FIRST NAMES OF THE POLISH COMMONWEALTH: ORIGINS & MEANINGS, by William F. Hoffman and George W. Helon, 426 pages, 6 x 9 inches perfect bound, published in 1998, ISBN O-924207-06-X. Available from the Polish Genealogical Society of Michigan, Burton Historical Collection, Detroit Public Library, 5201 Woodward Ave., Detroit, Ml 48202. $22.00 postage paid.
In the words of Hoffman, "The basic purpose of this book is simple: it was designed to help you find the names of your Polish ancestors and understand what they meant."
"By necessity this book approaches the subject of names from the point of view of those researching Polish genealogy. This approach seems obvious enough, but it has some consequences. The choice of names for inclusion depended on whether a particular name is likely to show up in Polish research. Many names have become common in Poland within the last few decades... Finally, the names that are included are generally presented in Polish spellings.
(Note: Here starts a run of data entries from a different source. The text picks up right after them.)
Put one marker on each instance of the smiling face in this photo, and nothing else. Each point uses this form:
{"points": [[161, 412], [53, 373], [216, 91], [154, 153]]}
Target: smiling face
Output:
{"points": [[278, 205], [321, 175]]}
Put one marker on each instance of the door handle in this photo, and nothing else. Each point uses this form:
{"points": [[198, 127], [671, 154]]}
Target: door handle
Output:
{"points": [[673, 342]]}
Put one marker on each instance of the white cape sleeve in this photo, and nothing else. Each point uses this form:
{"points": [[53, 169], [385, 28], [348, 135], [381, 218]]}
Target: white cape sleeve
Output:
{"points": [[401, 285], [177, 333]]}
Numerous spellings were included that might appear in German, Russian, Ukrainian, or Yiddish contexts, with cross references to their Polish forms but there’s no question you’ll have more success finding names if you "think Polish".
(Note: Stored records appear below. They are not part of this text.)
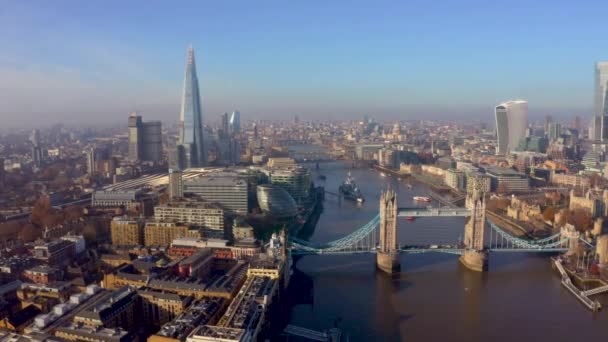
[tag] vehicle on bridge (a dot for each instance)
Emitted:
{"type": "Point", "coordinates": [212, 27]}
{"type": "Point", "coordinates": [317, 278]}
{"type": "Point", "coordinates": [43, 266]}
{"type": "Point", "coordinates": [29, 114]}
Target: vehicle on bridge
{"type": "Point", "coordinates": [350, 190]}
{"type": "Point", "coordinates": [421, 199]}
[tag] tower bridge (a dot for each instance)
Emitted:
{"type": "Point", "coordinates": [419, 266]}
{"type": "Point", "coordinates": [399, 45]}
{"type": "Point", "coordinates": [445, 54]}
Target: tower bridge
{"type": "Point", "coordinates": [481, 237]}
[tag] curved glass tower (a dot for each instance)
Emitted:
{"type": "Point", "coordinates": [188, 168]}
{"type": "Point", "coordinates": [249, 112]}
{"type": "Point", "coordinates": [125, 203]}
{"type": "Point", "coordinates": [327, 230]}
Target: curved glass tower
{"type": "Point", "coordinates": [192, 152]}
{"type": "Point", "coordinates": [511, 124]}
Laying groundwork to help us understand the historical development of names in Poland, the author begins by explaining that the first names given a new-born were based on pagan customs and religion, and continued until the year 966 A.D. when Poland converted to Christianity, thus this lasted for almost a thousand years. The influence of other established religions then followed; Roman Catholics, Greek Catholic, Orthodox Christian, Protestants, and Jews.
We are then apprised of the fact that Polish names were influenced by linguistics; Belarusian, Czech, German, Hebrew, Hungarian, Italian, Latin, Lithuanian, Russian, Slovak, Ukrainian, Yiddish, - and believe it or not English.
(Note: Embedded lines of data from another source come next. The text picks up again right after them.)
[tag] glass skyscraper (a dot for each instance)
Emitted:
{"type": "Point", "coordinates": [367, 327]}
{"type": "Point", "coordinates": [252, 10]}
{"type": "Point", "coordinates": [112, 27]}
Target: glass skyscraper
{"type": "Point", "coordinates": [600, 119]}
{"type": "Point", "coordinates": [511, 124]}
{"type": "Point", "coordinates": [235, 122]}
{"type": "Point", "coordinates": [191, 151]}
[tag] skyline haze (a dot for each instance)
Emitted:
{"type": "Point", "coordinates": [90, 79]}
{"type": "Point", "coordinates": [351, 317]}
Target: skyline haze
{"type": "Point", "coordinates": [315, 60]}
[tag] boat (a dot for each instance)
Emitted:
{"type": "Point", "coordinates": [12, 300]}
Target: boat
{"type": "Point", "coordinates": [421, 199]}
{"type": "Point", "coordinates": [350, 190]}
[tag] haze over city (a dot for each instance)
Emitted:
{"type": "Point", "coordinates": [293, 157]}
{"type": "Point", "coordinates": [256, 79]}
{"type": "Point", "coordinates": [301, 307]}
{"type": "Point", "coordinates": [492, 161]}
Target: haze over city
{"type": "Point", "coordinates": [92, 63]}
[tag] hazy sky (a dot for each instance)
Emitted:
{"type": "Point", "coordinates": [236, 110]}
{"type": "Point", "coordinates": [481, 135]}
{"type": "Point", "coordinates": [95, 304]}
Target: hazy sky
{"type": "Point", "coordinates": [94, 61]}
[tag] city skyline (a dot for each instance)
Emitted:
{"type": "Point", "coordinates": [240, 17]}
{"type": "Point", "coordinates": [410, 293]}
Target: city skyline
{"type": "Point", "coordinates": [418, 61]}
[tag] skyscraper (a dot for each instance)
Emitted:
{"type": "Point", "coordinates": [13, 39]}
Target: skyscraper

We are then taken to the main portion of the which book proceeds to provide us with over 300 pages of information on first names. Names are arranged in ascending alphabetic order. If a name has no data listed it will refer you to an alternate name that has the information. For a name with data, it will first be identified as to gender (male or female). This will be followed by a number indicating how many Polish citizens had that name in 1990. If the name has an equivalent in the opposite gender of that shown, the opposite gender name is shown. If there are similar names, they will be listed with the number of individuals using the name. The next information will indicate the basis of the name and any definition when applicable. Numerous spellings were included that might appear in German, Russian, Ukrainian or Yiddish contexts. In many instances the name is shown in Cyrillic or Hebrew print type. Diminutive forms i.e. shortened versions are shown, followed by listings of names days celebrated in the both the Roman Catholic and Orthodox churches.
The book concludes with a five section Appendix including samples of five pertinent alphabets, an explanation of differences in Cyrillic alphabets (Russian and Ukrainian), Cyrillic forms of selected Jewish names, Lists of Germanic, Lithuanian, and Slavic name roots used in Ancient Compound Names, and an Index.
Both of these books extensively use published works of Kazimierz Rymut, which were based on data from PESEL, the Polish Government Information Center which assigns Polish citizens an identification number similar to the US Social Security Number.
Both books are outstanding! They can stand alone or serve as perfect companions to each other. They certainly deserve to be included in every Polish genealogical researcher’s library.
The review of the other book referred to (Polish Surnames: Origins and Meanings) was published in a previous post. The original article which appeared in the January 1999 issue of the Polish Eaglet reviewed both books in one article. The review was split into two separate reviews for posting on this blog.
This article appeared in the Polish Genealogical Society of Michigan's Journal, The Polish Eaglet, January 1999, p. 37. It is reprinted here with permission from the family of Robert Postula and the PGSM.